I originally wanted to explore using these intriguing SHARP memory displays for monitoring sensors and controlling smart switches around the house. These displays are sort of a love child between e-ink (low power) and LCDs (fast refresh rate). It is the same display used in Panic's anticipated Playdate handheld console.

With an ESP32 dev board, a rotary encoder and three mechanical switches, I started writing the code to display  sensor data and control the switches. It all works through the magic of MQTT messages and commands.

The smart switches are Shellys running Tasmota, an open source firmware that knows how to speak MQTT. It listens to commands like "on" and "off" and report back their current state via small MQTT payloads.

On the right-hand side in the picture above are the readouts of a few capacitive soil moisture sensors (similar to this on from Adafruit) and temperature sensors around the house. They periodically publish their readings to specific topics and the MQTT broker forwards them to interested subscribers. In this case, the code running on the ESP32 subscribes itself to these topics and displays the latest data whenever a new message arrives.
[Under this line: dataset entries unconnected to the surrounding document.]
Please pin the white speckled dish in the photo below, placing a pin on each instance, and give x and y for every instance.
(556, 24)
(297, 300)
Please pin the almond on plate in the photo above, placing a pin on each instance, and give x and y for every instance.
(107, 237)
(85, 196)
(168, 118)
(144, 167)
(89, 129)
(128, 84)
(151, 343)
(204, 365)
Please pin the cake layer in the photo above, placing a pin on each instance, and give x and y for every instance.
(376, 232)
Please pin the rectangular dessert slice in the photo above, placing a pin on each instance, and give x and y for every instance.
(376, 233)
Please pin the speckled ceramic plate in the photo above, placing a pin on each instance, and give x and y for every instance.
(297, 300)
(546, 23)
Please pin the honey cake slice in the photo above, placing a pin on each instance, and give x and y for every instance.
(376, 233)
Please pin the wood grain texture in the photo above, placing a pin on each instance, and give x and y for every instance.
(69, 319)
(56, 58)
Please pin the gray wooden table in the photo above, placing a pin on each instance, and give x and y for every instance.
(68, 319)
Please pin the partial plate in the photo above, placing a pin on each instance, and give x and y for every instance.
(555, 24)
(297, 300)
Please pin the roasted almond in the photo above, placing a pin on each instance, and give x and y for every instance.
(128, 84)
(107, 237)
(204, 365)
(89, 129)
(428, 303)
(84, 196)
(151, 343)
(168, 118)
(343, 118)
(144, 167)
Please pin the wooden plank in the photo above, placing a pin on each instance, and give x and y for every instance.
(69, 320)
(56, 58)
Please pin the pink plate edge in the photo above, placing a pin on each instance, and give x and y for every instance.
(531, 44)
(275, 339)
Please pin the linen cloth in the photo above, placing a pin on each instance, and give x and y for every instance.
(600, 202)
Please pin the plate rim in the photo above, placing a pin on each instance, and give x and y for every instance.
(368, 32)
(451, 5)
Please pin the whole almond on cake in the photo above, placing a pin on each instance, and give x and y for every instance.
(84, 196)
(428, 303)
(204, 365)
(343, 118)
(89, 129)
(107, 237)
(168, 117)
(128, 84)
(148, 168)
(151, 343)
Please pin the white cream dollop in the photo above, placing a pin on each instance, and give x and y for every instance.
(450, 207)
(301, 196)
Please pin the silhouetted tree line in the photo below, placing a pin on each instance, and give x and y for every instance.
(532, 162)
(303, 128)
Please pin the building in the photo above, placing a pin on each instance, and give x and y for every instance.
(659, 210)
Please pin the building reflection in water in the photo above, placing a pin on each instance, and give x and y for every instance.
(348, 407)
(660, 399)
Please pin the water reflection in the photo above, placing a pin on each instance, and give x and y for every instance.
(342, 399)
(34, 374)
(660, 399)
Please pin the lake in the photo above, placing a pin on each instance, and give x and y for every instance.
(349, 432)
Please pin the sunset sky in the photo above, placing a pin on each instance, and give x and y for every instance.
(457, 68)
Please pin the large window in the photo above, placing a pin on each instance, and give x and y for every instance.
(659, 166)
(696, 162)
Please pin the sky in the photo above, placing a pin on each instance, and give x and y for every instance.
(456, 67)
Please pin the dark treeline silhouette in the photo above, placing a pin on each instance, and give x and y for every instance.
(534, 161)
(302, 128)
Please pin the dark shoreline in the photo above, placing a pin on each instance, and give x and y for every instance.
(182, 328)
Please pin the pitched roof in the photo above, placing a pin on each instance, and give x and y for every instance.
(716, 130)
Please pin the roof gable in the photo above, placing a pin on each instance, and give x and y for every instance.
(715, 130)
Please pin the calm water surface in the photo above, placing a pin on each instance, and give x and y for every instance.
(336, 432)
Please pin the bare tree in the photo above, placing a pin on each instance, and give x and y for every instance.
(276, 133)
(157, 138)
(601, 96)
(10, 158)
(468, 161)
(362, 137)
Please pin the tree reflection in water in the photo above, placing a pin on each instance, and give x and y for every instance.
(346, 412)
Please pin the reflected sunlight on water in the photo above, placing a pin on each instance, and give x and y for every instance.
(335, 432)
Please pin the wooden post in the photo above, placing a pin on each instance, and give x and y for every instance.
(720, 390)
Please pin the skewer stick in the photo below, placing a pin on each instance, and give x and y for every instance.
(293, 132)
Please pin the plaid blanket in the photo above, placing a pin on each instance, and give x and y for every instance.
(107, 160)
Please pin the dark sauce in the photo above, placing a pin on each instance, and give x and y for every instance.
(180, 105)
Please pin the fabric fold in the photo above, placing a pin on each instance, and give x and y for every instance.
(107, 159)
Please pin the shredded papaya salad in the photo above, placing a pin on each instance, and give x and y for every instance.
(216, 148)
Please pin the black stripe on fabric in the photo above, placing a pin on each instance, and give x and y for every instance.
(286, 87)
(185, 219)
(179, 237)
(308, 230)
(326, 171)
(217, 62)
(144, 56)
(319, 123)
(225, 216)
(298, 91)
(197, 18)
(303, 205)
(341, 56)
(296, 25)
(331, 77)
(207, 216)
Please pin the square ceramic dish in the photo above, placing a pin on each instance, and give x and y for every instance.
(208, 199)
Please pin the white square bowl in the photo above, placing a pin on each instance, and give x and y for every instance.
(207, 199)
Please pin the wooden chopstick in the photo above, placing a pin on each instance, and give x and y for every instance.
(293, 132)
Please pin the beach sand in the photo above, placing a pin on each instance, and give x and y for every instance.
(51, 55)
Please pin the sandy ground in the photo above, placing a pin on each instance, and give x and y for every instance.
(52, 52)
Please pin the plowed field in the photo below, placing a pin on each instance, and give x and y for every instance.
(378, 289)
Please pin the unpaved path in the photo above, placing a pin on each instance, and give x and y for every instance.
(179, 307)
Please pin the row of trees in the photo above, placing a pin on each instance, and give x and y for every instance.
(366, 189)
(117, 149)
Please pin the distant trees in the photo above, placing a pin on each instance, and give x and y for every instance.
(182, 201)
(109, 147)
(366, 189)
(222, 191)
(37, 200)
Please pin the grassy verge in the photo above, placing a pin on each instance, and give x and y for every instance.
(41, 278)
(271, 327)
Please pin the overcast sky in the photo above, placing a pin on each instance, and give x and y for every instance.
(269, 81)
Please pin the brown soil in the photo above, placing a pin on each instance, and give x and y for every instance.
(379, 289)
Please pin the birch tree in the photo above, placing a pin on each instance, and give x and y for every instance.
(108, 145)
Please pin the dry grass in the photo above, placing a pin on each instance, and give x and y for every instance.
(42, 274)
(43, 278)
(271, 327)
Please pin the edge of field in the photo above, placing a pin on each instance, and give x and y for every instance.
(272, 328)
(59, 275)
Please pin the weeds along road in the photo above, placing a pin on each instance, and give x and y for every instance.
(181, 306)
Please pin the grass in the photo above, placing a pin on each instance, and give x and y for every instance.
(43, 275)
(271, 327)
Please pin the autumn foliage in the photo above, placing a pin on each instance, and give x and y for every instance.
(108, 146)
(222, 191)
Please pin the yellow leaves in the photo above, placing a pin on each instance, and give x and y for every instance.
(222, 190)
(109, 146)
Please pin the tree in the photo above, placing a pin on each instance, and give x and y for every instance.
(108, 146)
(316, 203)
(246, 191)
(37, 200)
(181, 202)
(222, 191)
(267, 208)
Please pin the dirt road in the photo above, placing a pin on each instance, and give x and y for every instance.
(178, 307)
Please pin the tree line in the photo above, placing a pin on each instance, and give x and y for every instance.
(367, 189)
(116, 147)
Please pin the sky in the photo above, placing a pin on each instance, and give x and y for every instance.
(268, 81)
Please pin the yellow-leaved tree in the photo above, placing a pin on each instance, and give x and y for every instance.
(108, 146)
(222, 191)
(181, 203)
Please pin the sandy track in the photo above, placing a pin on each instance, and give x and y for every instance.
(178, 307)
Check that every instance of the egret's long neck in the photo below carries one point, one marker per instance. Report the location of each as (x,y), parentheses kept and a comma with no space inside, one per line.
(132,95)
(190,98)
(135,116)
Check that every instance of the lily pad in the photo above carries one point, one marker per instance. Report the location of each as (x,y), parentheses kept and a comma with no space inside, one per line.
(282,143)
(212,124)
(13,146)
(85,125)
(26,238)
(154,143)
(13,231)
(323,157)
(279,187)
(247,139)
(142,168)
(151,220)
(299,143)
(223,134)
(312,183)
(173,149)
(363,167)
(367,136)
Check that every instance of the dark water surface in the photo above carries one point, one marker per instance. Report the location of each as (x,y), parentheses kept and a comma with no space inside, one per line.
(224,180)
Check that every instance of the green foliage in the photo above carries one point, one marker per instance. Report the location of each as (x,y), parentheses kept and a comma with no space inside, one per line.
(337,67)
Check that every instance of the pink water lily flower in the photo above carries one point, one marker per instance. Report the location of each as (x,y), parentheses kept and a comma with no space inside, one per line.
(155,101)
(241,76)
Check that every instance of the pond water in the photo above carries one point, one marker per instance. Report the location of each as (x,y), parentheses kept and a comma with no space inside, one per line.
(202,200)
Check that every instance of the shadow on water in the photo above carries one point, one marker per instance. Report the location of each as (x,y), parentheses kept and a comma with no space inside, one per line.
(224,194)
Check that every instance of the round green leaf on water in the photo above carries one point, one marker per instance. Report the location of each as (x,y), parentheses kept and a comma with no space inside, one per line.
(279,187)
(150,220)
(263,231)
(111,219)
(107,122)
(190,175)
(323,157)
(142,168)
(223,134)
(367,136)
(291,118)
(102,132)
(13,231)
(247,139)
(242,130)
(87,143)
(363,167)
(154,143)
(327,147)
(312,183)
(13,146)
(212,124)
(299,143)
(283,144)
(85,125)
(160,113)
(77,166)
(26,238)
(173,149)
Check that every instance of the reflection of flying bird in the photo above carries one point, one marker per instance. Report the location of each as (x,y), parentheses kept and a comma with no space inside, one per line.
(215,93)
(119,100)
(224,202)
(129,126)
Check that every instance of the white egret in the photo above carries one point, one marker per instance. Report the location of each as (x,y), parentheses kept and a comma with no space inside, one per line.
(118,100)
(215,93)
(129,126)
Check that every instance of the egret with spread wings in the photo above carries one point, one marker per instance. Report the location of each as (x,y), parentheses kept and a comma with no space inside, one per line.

I didn't want to commit to specific displays or input devices, so I tried to make most of the code platform agnostic. The code running in the video above is the Arduino-land implementation of the input system and the output display.

As an example of porting the code to a different platform, on the same repo there is a software-only implementation of virtual inputs and display, which I run on my macbook. It should be relatively cross-platform:

All the code and 3d printable parts are in github.com/rbaron/deskmate.